They are TV's ghosts — networks that somehow survive with little reason to watch them anymore
Cable television is filled with ghosts. They're networks that somehow survive as shadows of themselves, with schedules clogged with reruns and devoid of any real innovation.
apnews.com
This is about how Cable is fading away all due to streaming. This is tied to where TV apps are today and median demos.
Viewership to MTV, USA and Disney Channel (Cable edition) are down. Not shocking given that the owners of MTV are currently putting emphasis on content at Paramount+, same with USA parent company over the Peacock app and Disney Channels owners over Disney+ and Hulu apps.
Networks were endlessly malleable, too. Once MTV recognized there wasn’t much money in music videos — people would change channels when a song they didn’t like came on — the network became a relentless arbiter of cool. Generations had their own touchstones in programs like “Punk’d,” “The Osbournes” and “Total Request Live.”

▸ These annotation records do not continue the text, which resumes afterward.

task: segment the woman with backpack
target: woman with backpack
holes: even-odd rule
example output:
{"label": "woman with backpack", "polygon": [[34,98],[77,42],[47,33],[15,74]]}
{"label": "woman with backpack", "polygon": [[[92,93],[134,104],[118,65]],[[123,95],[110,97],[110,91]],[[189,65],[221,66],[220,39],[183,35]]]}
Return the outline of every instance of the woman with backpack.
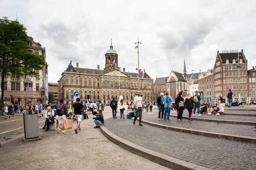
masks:
{"label": "woman with backpack", "polygon": [[121,99],[120,103],[119,103],[119,108],[120,108],[120,114],[121,115],[121,119],[122,119],[122,115],[123,116],[123,119],[125,119],[124,116],[124,109],[125,108],[125,105],[124,103],[124,100],[122,99]]}
{"label": "woman with backpack", "polygon": [[195,110],[197,108],[198,114],[198,116],[201,116],[200,114],[200,101],[202,99],[201,96],[198,94],[198,91],[195,91],[195,96],[193,96],[194,101],[195,102],[195,108],[194,108],[194,114],[193,116],[196,116]]}
{"label": "woman with backpack", "polygon": [[192,110],[194,107],[194,99],[192,97],[192,95],[190,93],[188,93],[187,96],[185,100],[185,105],[186,108],[189,111],[189,122],[191,122],[191,116],[192,116]]}
{"label": "woman with backpack", "polygon": [[182,91],[180,91],[179,92],[178,94],[179,96],[177,97],[177,102],[178,105],[179,105],[179,114],[178,114],[178,116],[177,119],[178,119],[178,121],[183,121],[183,119],[182,119],[182,115],[183,114],[183,110],[184,110],[184,99],[183,97],[182,97],[182,95],[183,95],[183,92]]}

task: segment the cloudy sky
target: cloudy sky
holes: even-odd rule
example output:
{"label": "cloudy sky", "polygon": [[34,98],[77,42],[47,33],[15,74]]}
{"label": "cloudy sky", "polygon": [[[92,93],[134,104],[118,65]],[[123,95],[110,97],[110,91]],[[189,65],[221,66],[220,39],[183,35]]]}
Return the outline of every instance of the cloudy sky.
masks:
{"label": "cloudy sky", "polygon": [[256,1],[0,0],[0,15],[17,19],[46,48],[49,82],[73,65],[105,66],[111,39],[121,70],[140,67],[152,78],[172,68],[212,68],[217,51],[239,49],[256,65]]}

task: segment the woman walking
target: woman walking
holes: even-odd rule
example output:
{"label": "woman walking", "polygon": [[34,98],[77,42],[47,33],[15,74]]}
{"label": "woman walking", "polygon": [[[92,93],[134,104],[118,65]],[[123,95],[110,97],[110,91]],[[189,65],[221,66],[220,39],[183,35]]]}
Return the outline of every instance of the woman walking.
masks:
{"label": "woman walking", "polygon": [[191,122],[191,116],[192,116],[192,110],[193,110],[193,104],[194,103],[194,99],[192,97],[190,93],[188,93],[188,96],[185,100],[186,108],[189,111],[189,122]]}
{"label": "woman walking", "polygon": [[11,117],[10,117],[9,116],[7,115],[7,113],[8,113],[8,107],[7,107],[7,105],[4,105],[4,116],[5,117],[5,118],[4,118],[5,119],[7,119],[7,117],[9,117],[9,119],[10,119],[11,118]]}
{"label": "woman walking", "polygon": [[[171,96],[169,95],[169,91],[166,91],[165,92],[165,96],[163,96],[163,103],[164,105],[164,116],[163,121],[169,122],[169,117],[170,117],[170,112],[171,112],[171,108],[172,108],[172,99]],[[166,120],[166,114],[167,115],[167,120]]]}
{"label": "woman walking", "polygon": [[180,91],[178,94],[179,96],[177,97],[177,102],[179,105],[179,114],[177,119],[178,121],[183,121],[182,119],[182,114],[183,114],[183,110],[184,110],[184,99],[182,97],[183,92]]}
{"label": "woman walking", "polygon": [[121,119],[122,119],[122,115],[123,116],[123,119],[125,119],[124,116],[124,109],[125,108],[124,100],[122,99],[121,99],[120,103],[119,104],[119,108],[120,108],[120,114],[121,115]]}
{"label": "woman walking", "polygon": [[158,120],[160,120],[160,116],[161,116],[161,112],[162,112],[162,116],[161,118],[163,120],[163,114],[164,112],[164,105],[163,105],[163,93],[161,93],[160,96],[157,99],[157,101],[158,105]]}

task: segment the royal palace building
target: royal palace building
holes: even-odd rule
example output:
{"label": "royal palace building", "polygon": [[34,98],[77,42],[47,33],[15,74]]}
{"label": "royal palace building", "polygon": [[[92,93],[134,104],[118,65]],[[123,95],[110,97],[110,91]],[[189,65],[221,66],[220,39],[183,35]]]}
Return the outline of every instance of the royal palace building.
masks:
{"label": "royal palace building", "polygon": [[[140,91],[143,102],[153,100],[153,79],[145,72],[122,71],[118,66],[118,55],[111,44],[105,54],[105,68],[100,69],[76,67],[70,61],[67,68],[62,73],[58,81],[59,99],[64,99],[69,104],[74,100],[74,94],[78,92],[81,103],[96,103],[99,100],[109,104],[115,97],[118,99],[122,96],[126,104],[132,103],[138,90],[139,79]],[[89,96],[88,99],[87,96]]]}

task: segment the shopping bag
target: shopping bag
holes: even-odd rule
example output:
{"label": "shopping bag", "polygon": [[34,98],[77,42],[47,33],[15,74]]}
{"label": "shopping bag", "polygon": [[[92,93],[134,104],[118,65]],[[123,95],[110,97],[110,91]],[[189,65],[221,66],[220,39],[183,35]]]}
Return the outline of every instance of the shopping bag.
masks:
{"label": "shopping bag", "polygon": [[72,128],[72,121],[71,119],[66,119],[63,123],[63,129],[70,129]]}

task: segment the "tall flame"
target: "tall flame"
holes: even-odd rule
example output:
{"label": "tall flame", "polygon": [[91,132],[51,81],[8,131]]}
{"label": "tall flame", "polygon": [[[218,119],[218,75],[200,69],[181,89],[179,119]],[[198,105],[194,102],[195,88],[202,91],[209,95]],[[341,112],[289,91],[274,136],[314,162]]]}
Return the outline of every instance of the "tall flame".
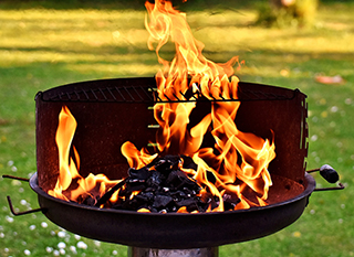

Now MTV is a ghost. Its average prime-time audience of 256,000 people in 2023 was down from 807,000 in 2014, the Nielsen company said. One recent evening MTV aired reruns of “Ridiculousness” from 5 p.m. to 1:30 a.m.
The general interest USA Network’s nightly audience tumbled 69% in the same time span, and that was before January’s announcement that viewer-magnet “WWE Raw” was switching to Netflix.
Without favorites like “The Walking Dead” or “Better Call Saul,” AMC’s prime-time viewership sunk 73%. The Disney Channel, birthplace to young stars like Miley Cyrus, Hilary Duff and Selena Gomez, lost an astonishing 93% of its audience, from 1.96 million in 2014 to 132,000 last year.